Contemporary liberal Christianity combines rituals of western self-rejection with established Protestant attitudes about individuality and equality, the radically fallen state of the sinner and the simultaneous self-debasement and self-elevation of the saint’, he writes.

Gottfried cites the Italian historian Augusto del Noce, who in 1977 detected totalitarianism in the ‘scientific’ management of society, the discrediting of traditional authority and the progress of a secular managerialism which attempted to re-code human nature itself. Behind this lay a ‘war against all forms of knowing that are not deemed as scientific’. That, however negated science and reason by turning them into the instruments of ideology. Science was thereby reduced to superstition or a ‘certification wrapped in a mystery’ and attached to a group of privileged power-bearers. The natural course in mass democracy, he wrote, was ‘a process that begins with the loss of the Greek discovery of morality and ends with the negation of philosophic reason and the persecution of dissidents’.

Gottfried says this scientific totalitarianism has been superseded by a new ‘soft totalitarianism’ of social guilt and victim-culture, grounded at least partly in religious sentiment. Hurtful thoughts and insensitive communications are brought relentlessly under surveillance, but such strong-arm tactics are masked by turning bullying into effusive caring or outbursts against prejudice.

He observes: ‘Thus the muzzling of dissent becomes a proactive step in combating bigotry, while in Europe the jailing of those who present the past inappropriately is justified as an attempt to curb “hate”. Inconvenient facts are suppressed or wilfully and proudly distorted as acts of inclusiveness, while those who provide empirical verification for “hurtful” opinions in Canada and Europe suffer grave legal consequences as part of their “resocialisation”.’

It might be described as the totalitarianism of virtue – or yet another tribute to Rousseau in ‘forcing people to be free’. Meanwhile, modernity itself appears in certain respects to have been put into reverse. Family life is now deeply disordered. In Britain, the protection for young girls against sexual abuse enshrined in the lega age of consent to sexual intercourse – a measure which was considered a progressive and humane act when introduced by the Victorians – is now viewed as an affront to the right of children under 16 to have sex.

Similarly, while the huge reduction in rates of illegitimacy was considered a triumph of enlightened progress in the late 19th century, the very concept of illegitimacy has now been abolished in the interests of the ‘right’ of every girl and woman to bring a fatherless child into the world. Respect for the innate value of every human life has been abolished and replaced by the calculus of utility, robbing of their elementary protection both those who have yet to begin life and those who are approaching its end. Education leaves young people in ignorance, unable to distinguish between fact and the propaganda and with their capacity for reasoning dulled by repeated spoon-feeding and a tick-box approach that rewards mediocrity and conformity.

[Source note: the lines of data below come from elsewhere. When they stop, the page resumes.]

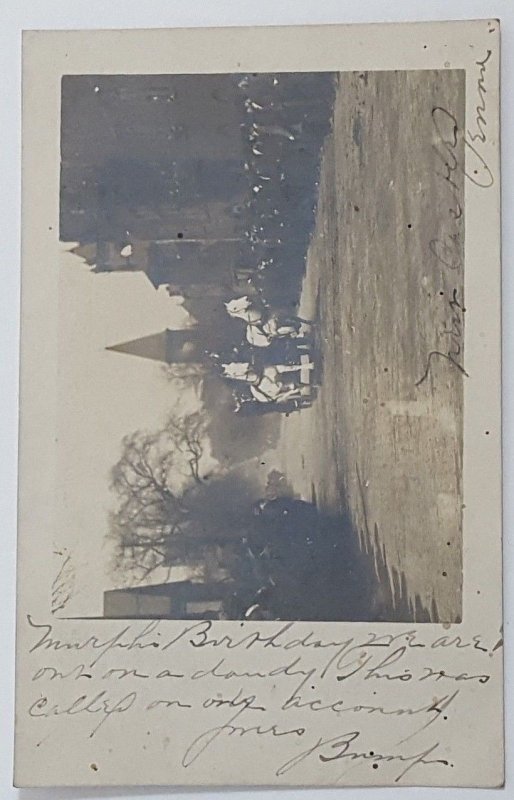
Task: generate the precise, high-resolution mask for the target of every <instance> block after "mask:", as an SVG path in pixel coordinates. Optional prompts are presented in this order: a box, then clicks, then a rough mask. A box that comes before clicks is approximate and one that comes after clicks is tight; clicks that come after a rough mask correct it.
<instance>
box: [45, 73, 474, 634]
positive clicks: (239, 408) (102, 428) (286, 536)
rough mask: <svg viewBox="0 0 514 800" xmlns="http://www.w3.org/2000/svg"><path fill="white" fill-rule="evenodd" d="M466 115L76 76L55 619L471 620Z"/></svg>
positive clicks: (61, 159) (66, 146) (337, 100)
mask: <svg viewBox="0 0 514 800" xmlns="http://www.w3.org/2000/svg"><path fill="white" fill-rule="evenodd" d="M464 113H465V71H464V70H461V69H442V70H435V69H425V70H395V71H365V72H277V73H270V72H255V73H247V74H243V73H238V74H231V73H228V74H197V75H192V74H180V75H169V74H168V75H167V74H159V75H157V74H155V75H154V74H152V75H123V74H116V75H109V74H101V75H93V74H89V75H64V76H63V78H62V82H61V132H60V154H61V155H60V158H61V168H60V230H59V240H60V251H59V252H58V253H57V252H56V258H58V259H59V315H58V348H59V352H58V386H57V393H58V397H57V403H58V408H59V409H60V413H59V417H58V422H57V480H56V497H55V514H56V517H55V519H56V525H55V542H54V547H55V554H54V558H55V562H56V568H55V574H56V578H55V581H54V584H53V586H52V587H51V592H52V611H53V612H54V614H55V615H56V616H59V617H66V618H85V617H86V618H94V617H107V618H127V619H132V618H151V619H154V618H163V619H212V620H305V621H308V620H313V621H378V622H380V621H382V622H400V621H401V622H405V621H416V622H445V623H453V622H459V621H461V619H462V549H463V536H462V509H463V494H462V468H463V467H462V464H463V381H464V380H465V378H466V371H465V367H464V350H465V314H466V307H465V298H464V269H465V265H464V230H465V202H464V172H463V170H462V169H461V168H460V166H459V165H460V164H462V163H464V147H465V145H464V139H463V136H464V134H463V131H464V129H465V120H464ZM475 180H476V181H477V183H480V181H482V183H483V182H484V181H486V180H487V175H486V174H485V167H484V174H479V171H476V176H475Z"/></svg>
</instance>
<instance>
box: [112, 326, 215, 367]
mask: <svg viewBox="0 0 514 800" xmlns="http://www.w3.org/2000/svg"><path fill="white" fill-rule="evenodd" d="M207 341H208V340H207V339H206V338H205V337H204V336H202V333H201V331H200V329H199V328H186V329H182V330H169V329H166V330H164V331H162V332H161V333H154V334H151V335H150V336H143V337H142V338H141V339H132V340H131V341H129V342H122V343H120V344H116V345H112V346H111V347H107V348H106V350H111V351H114V352H117V353H127V354H128V355H133V356H139V357H140V358H150V359H153V360H154V361H163V362H164V363H166V364H185V363H187V364H202V363H204V362H205V361H206V358H207V354H206V343H207Z"/></svg>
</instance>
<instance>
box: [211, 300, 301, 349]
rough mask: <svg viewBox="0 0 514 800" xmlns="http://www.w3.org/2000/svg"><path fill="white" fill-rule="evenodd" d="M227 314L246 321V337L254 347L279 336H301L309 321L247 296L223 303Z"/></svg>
mask: <svg viewBox="0 0 514 800" xmlns="http://www.w3.org/2000/svg"><path fill="white" fill-rule="evenodd" d="M224 305H225V308H226V311H227V314H229V316H231V317H232V318H233V319H241V320H243V322H245V323H246V339H247V341H248V342H249V344H251V345H253V346H254V347H269V346H270V344H271V343H272V342H273V340H274V339H278V338H281V337H291V338H303V337H304V336H305V334H306V333H307V331H308V330H309V327H310V326H311V324H312V323H311V322H309V321H308V320H304V319H302V318H301V317H296V316H288V315H284V314H282V313H281V312H279V311H278V310H277V309H271V308H268V307H266V306H264V305H258V304H256V303H254V302H252V300H250V299H249V298H248V296H247V295H244V296H243V297H234V298H233V299H232V300H229V301H228V302H227V303H225V304H224Z"/></svg>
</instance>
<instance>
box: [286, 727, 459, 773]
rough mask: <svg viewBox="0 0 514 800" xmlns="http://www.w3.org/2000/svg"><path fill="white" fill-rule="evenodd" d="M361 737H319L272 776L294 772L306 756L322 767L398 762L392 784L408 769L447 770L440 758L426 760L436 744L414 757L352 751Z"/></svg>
mask: <svg viewBox="0 0 514 800" xmlns="http://www.w3.org/2000/svg"><path fill="white" fill-rule="evenodd" d="M360 737H361V732H360V731H349V732H348V733H343V734H340V735H339V736H333V737H331V738H330V739H324V738H323V737H320V738H319V739H318V741H317V742H316V743H315V744H314V745H312V746H311V747H309V748H308V749H307V750H304V751H303V752H302V753H300V754H299V755H296V756H294V757H293V758H291V759H289V760H288V761H285V762H284V763H283V764H282V765H281V766H280V767H279V768H278V769H277V771H276V775H277V776H280V775H284V774H285V773H286V772H289V771H290V770H292V769H293V768H296V767H297V766H298V765H299V764H301V763H302V762H303V761H305V759H307V758H309V757H310V756H312V755H314V754H316V755H317V757H318V760H319V761H321V762H322V763H323V764H329V763H331V762H333V761H340V760H342V759H349V760H351V761H354V762H361V763H366V762H368V761H369V762H372V763H373V764H376V765H377V766H378V764H379V763H381V762H394V761H398V762H400V764H402V766H403V765H406V766H404V767H403V768H402V769H401V770H400V772H399V773H398V774H397V775H396V777H395V778H394V781H395V783H398V782H399V781H400V780H401V779H402V778H403V777H405V775H407V773H408V772H410V770H411V769H414V767H416V766H418V765H420V764H423V765H429V764H442V765H443V766H448V761H447V760H446V759H444V758H436V759H429V758H428V756H429V755H431V754H432V753H434V752H435V751H436V750H437V749H438V747H439V742H436V743H435V744H433V745H431V746H430V747H427V748H426V749H425V750H422V751H420V752H418V753H414V754H412V755H407V754H404V753H390V754H388V753H378V752H376V751H375V750H369V749H366V750H353V749H351V745H353V744H354V743H355V742H356V741H357V739H359V738H360Z"/></svg>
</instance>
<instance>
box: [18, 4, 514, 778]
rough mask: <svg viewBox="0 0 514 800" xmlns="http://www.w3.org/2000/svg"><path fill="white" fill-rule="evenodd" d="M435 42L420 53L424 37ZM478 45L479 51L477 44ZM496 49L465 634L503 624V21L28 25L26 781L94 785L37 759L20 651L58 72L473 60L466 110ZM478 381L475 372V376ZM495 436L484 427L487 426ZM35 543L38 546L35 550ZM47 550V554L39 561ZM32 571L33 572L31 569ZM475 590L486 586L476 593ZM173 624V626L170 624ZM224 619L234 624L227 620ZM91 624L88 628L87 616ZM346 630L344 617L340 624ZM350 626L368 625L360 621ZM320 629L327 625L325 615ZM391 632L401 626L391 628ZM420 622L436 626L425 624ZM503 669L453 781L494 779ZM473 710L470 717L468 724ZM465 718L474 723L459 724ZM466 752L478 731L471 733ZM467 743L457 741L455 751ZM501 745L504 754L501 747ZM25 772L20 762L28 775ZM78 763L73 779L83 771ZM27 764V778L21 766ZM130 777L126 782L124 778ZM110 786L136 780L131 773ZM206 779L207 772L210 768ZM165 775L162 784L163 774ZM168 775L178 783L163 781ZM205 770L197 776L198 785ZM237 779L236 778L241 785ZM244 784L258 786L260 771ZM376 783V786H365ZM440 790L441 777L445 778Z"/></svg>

Not only is the west loosening its own grip on reason and modernity, but it is also failing to hold the line against those who are waging an explicit war against them from without. Instead of fighting off the encroachment of Islamic obscurantism — part of the Islamist onslaught aimed at conquering the free world for Islam — the west is embracing it as if it has a cultural death wish.

In part, this is the misguided realpolitik of appeasement; but more deeply, it is once again the complete loss of moral and cultural bearings through multiculturalism and ‘victim culture’, along with the acting out of collective western guilt as an act of expiation to bring about peace on earth – as a result of which truth and justice are turned on their heads.